Review
von Leimbacher-Mario
Die Außenseiterbande
Ted Geoghegan - ein Name, der wohl selbst Horrorheads (momentan) leider kaum etwas bis gar nichts sagt. Sollte er aber. Denn während ich seinen tollen Geisterterror „We Are Still Here“ zu einem der Geheimtipps dieses Fachs des kompletten letzten Jahrzehnts zähle, den ich mir um Halloween herum immer wieder gerne angucke, hat er nun/vor zwei Jahren mit „Mohawk“ sogar auf ähnlichem Niveau (ähnlich gut, leider auch ähnlich leise was die Aufmerksamkeit angeht) nachgelegt. In diesem zu unrecht bis heute mächtig übersehenen Western-Horror-Intimstück hat ein Indianer des Mohawkstammes gegen Ende des amerikanischen Bürgerkriegs einige Unionssoldaten auf dem Gewissen und flüchtet nun vor deren Rache mit seiner schwangeren Liebe und einem weiteren Freund...
„Mohawk“ ist politisch, thematisch und filmrechnisch eindringlich, relevant, unangenehm, was ihn von der Masse abhebt und zum (leider nicht immer positiven) Gesprächsstoff macht.
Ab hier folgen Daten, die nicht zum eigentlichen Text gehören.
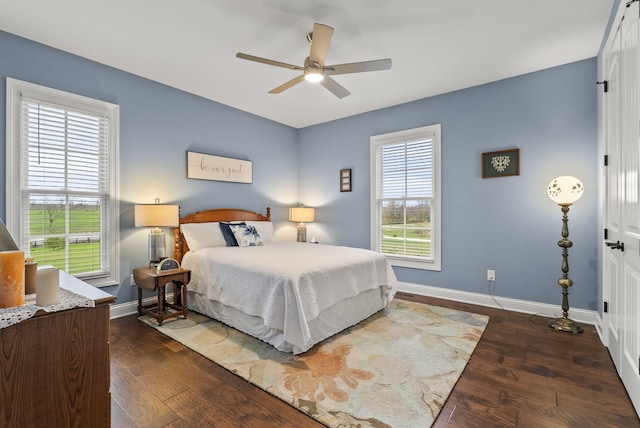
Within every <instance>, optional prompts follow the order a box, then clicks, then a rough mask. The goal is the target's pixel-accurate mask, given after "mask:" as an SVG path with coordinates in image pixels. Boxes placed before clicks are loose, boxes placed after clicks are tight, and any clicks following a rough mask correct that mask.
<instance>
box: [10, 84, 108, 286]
mask: <svg viewBox="0 0 640 428" xmlns="http://www.w3.org/2000/svg"><path fill="white" fill-rule="evenodd" d="M57 95H58V96H59V94H57ZM69 95H70V97H71V98H73V97H74V96H72V95H71V94H69ZM18 98H19V106H20V107H19V123H18V124H17V129H16V132H15V135H16V142H15V144H14V147H15V148H16V150H15V158H16V159H19V168H18V169H19V172H16V173H15V174H14V177H15V178H16V179H15V180H14V181H13V183H12V184H13V186H14V187H16V186H17V187H19V197H18V198H17V199H18V200H19V209H18V212H17V215H18V218H19V219H20V221H19V224H20V226H19V239H17V241H18V245H19V247H20V248H21V249H22V250H24V251H25V253H27V254H28V255H29V256H30V257H32V258H33V259H34V260H35V261H36V262H37V263H38V265H53V266H56V267H58V268H59V269H61V270H64V271H66V272H68V273H70V274H73V275H75V276H77V277H79V278H81V279H83V280H87V281H89V282H92V283H95V284H96V285H107V284H110V283H115V282H116V279H117V265H118V263H117V260H114V259H115V258H116V257H117V256H116V254H117V249H116V248H117V236H118V234H117V230H115V229H117V221H114V220H115V219H114V216H115V214H117V211H115V210H114V203H117V202H115V201H116V199H115V198H114V196H115V195H114V194H113V193H114V189H115V188H116V187H115V183H114V180H115V176H114V171H117V169H116V168H115V167H114V165H113V163H114V162H117V158H115V155H116V153H117V152H116V151H115V150H114V144H113V142H114V139H115V137H116V136H114V135H112V133H113V132H114V130H116V129H117V127H115V126H114V123H112V122H113V121H114V112H113V110H114V109H113V108H110V107H111V106H112V105H107V106H106V107H107V108H104V107H102V106H101V105H100V104H99V103H98V104H95V103H90V104H86V105H83V104H82V103H78V102H74V100H73V99H71V100H69V101H70V102H65V99H64V97H63V98H62V99H60V101H61V102H57V101H58V100H53V101H52V97H50V96H47V94H46V93H44V94H42V93H39V92H38V91H31V90H27V89H22V90H20V91H19V95H18ZM116 110H117V109H116ZM115 121H116V122H117V116H116V117H115ZM8 193H9V192H8ZM114 212H115V214H114ZM114 225H115V227H114ZM14 228H15V226H14ZM114 238H115V239H114Z"/></svg>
Warum er derart polarisiert oder sogar angefeindet wird, kann ich als Nicht-Ami und Nicht-Historienexperte allerdings kaum verstehen. Sei’s drum. Ist auch egal. Denn mir hat „Mohawk“ gut bis sehr gut gefallen. Ein Rohdiamant, noch etwas ungeschliffen und rau, aber genau das macht vielleicht sogar seinen Charme aus, irgendwo zwischen „The Revenant“, „Bone Tomahawk“ und „Savaged“. Mit dicken Eiern und Drang nach vorne, mit Gefühl und Atmosphäre. Die Kostüme und Sets scheinen mir etwas zu sauber und glatt zu sein, da macht sich das sicher sehr niedrige Budget sichtbar. Ansonsten habe ich nur noch ein paar etwas steife Performances zu beanstanden. Der Rest ist bravurös und ein Indie-Schmankerl für Genregucker. Zügig, hart, rigoros. Alles wirkt frisch und voll motiviert. Geoghegan ist einer zum Beobachten, spätestens jetzt! Ich hoffe, der Gegenwind zu diesem kleinen, fiesen Skalpierer versaut ihm nicht Talent und Motivation. „Mohawk“ kann was, er kann was. Einfach selbst ein Bild machen!
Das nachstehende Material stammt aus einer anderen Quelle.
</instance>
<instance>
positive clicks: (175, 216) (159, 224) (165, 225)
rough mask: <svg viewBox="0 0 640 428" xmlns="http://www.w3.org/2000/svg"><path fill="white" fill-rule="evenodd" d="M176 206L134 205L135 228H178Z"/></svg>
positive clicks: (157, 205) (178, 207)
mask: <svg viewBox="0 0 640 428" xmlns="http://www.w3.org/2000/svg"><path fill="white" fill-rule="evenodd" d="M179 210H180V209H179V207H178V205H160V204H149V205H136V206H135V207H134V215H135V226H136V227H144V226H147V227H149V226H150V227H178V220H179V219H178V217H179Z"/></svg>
Fazit: eindringlich, mutig, rau, ungeschliffen, brutal - ich kann nicht verstehen, warum „Mohawk“ die Geister scheidet. Für mich ein beeindruckendes, starkes Indie-Western-Survival-Horror-Brett, das etwas zu sagen und zu zeigen hat. Politisch und gesellschaftliches engagiertes, raues Terrorkino. Sehr amerikanisch, dadurch aber nicht minder gut.